News | June 17, 2026

Battery Materials From European Primary And Secondary Sources: Fraunhofer ISE Joins Major European Project

The European Union aims to reduce its dependence on raw material imports while securing the supply of materials needed for the energy transition. This is where the newly launched European project “M-BAT” comes in: It will develop chemical processes for recovering lithium, cobalt, nickel, manganese, and graphite and carry out pilot projects in Spain, Poland, and the United Kingdom. Fraunhofer ISE is contributing its expertise in the field of direct lithium extraction from geothermal brines to the project.

Raw materials such as lithium, cobalt, nickel, manganese, and graphite are essential for the production of batteries used in electric vehicles, electronic devices, and energy storage systems.
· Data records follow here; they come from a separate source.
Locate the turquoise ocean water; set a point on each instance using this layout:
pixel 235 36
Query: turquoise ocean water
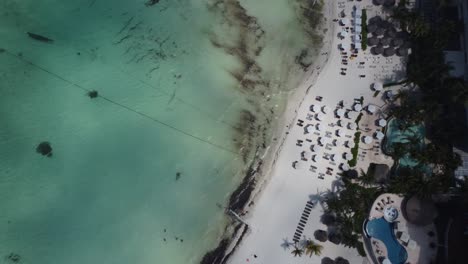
pixel 189 87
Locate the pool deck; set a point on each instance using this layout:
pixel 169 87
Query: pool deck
pixel 421 253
The M-BAT consortium plans to demonstrate four technological processes designed for sustainability and cost-efficiency and to support them through to testing in a pre-industrial environment (TRL 6/7). Various raw material sources, including mining waste, industrial sludge, the so-called “black mass” from end-of-life lithium-ion batteries, and mineral-rich geothermal water, will be processed using new methods as part of the project. The end products will be validated in collaboration with industry users by integrating them into NMC811 cathodes and anodes to ensure their industrial suitability.
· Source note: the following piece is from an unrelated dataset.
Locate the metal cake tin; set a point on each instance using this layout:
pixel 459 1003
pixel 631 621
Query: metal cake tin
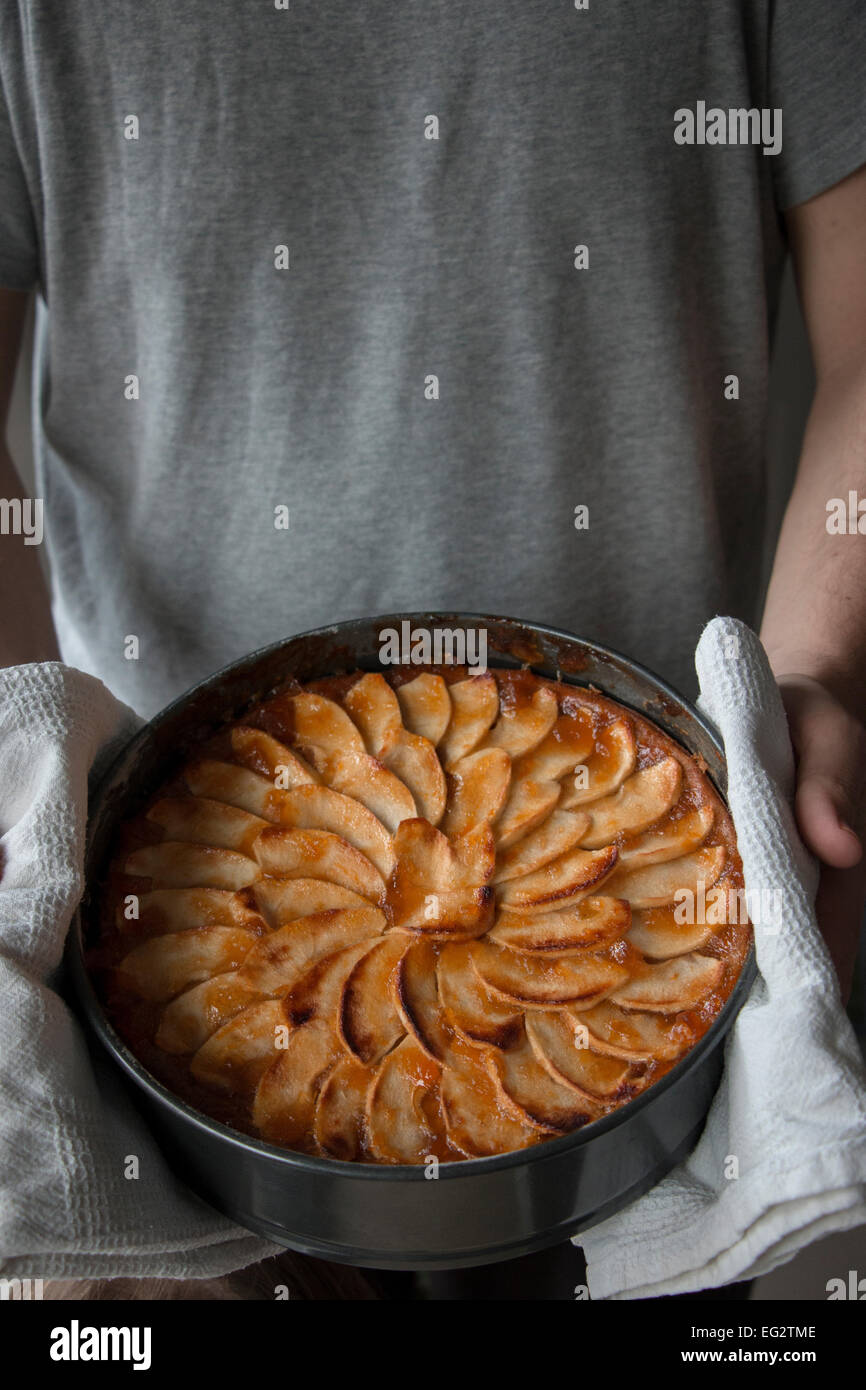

The technologies are being tested in pilot plants in Spain, Poland, and the United Kingdom, bringing the research closer to real-world operating conditions and accelerating its industrial deployment.

As part of the project, the Fraunhofer ISE research team will install a demonstrator at a geothermal power plant operated by Cornish Lithium PLC in the UK. The demonstrator operates across the entire value chain, from selective lithium extraction to lithium carbonate (LiCO) precipitation— all at a quality suitable for battery production. The researchers will apply a new direct lithium extraction (DLE) technology, the core of which is an electrochemical ion pump system. “This process enables the separation of lithium from complex geothermal brines without the need for energy-intensive precipitation steps,” says Dr. Joachim Koschikowski, project manager at Fraunhofer ISE.

M-BAT (Recovery of battery-grade materials from primary and secondary sources using innovative technologies) is funded by the European Union’s “Horizon Europe” program.